Arry pun memprediksi bentuk serangan-serangan cyber di Pilkada Serentak 2024 tidak beda jauh dari tren serangan sebelumnya seperti malware, maupun kesalahan domain atau lainnya. Namun, kata dia, secara kualias dan kuantitasnya bertambah.
“Kurang lebih bentuk serangannya sama saja hanya mungkin kualitas dan kuantitasnya aja yang bertambah. Jadi yang mungkin tadinya serangannya punya power ketika kita kategorikan nilainya lima bisa menjadi tujuh. Kemudian jumlah serangannya yang tadinya cuma dua mungkin bisa sepuluh nah itu terjadi karena kondisi monitoring serangan siber kita itu memonitoring anomali serangan itu terus meningkat,” sebutnya lagi.
Lebih jauh, Arry juga berpesan adanya teknologi artificial intelligence (Ai) agar tidak disalahgunakan untuk penyebaran hoax, black campaign jelang maupun saat pelaksanaan Pilkada. Sehingga, kata dia, masyarakat Indonesia harus melakukan perlawanan terhadap bentuk informasi tersebut.
“Kita harus lawan informasi hoax tersebut. Namun kita belum mampu menciptakan mesin yang bisa secara detail untuk memanfaatkan artificial intelligence nya membaca atau mengenali keyword bahwa ini hoax, kenapa? karena teknologi kecerdasan buatan itu tidak memiliki rasa yang bisa mendefinisikan,” sebutnya.
“Sehingga ini memang obatnya ya harus memberikan literasi yang maksimal ke masyarakat itu aja,” kata Arry lagi.

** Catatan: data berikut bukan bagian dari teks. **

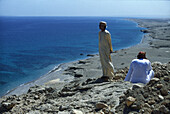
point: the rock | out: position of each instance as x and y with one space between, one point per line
159 86
82 62
101 105
161 97
130 100
135 86
147 105
8 105
90 55
136 107
164 110
62 108
118 76
166 78
155 111
154 80
78 75
164 92
74 111
151 102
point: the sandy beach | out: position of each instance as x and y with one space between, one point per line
83 75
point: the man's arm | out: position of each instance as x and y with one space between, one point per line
110 42
128 76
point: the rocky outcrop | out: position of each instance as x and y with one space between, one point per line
153 98
96 96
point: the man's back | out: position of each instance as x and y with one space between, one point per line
139 71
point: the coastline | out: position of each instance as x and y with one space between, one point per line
121 59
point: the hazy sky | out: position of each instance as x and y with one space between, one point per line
123 8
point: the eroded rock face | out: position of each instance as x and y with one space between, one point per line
152 98
91 96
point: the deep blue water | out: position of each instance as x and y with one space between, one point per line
31 46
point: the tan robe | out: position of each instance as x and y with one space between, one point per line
105 46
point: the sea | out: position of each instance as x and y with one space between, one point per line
32 46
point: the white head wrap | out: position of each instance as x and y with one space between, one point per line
103 22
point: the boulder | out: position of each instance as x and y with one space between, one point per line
101 105
130 100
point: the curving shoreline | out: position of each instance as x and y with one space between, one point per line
120 58
77 86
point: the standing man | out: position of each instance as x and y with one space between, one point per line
105 48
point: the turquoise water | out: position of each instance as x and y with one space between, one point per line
31 46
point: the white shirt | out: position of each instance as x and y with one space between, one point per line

Selain itu untuk mencegah peredaran hoax, hate speech, black campaign diruang publik, lanjut dia, adalah menumbuhkan kesadaran masyarakat bagaimana memahami informasi yang valid dan tidak valid dan selalu menghimbau masyarakat untuk bisa melakukan konfirmasi, pengecekan secara mendalam terhadap suatu informasi-informasi yang diterima.
“Apalagi berkaitan dengan informasi-informasi yang sensitif seperti itu,” ucapnya.
Oleh karenanya, Arry menghimbau kepada masyarakat untuk bijak dalam menggunakan perangkat telekomunikasi di platform media sosial. Bahwa apa yang di manfaatkan untuk berkomunikasi tidak untuk melakukan hal-hal yang negatif.
“Misalnya menerima informasi begitu saja dan menyebarkannya, kemudian yang kedua melakukan propaganda atau teknik-teknik tertentu disebarluaskan ke khalayak luas, kemudian memberitakan sesuatu yang tidak benar ini agar bisa dihindari. Jadi bijaklah dalam menggunakan teknologi komunikasi itu saja,” pungkasnya.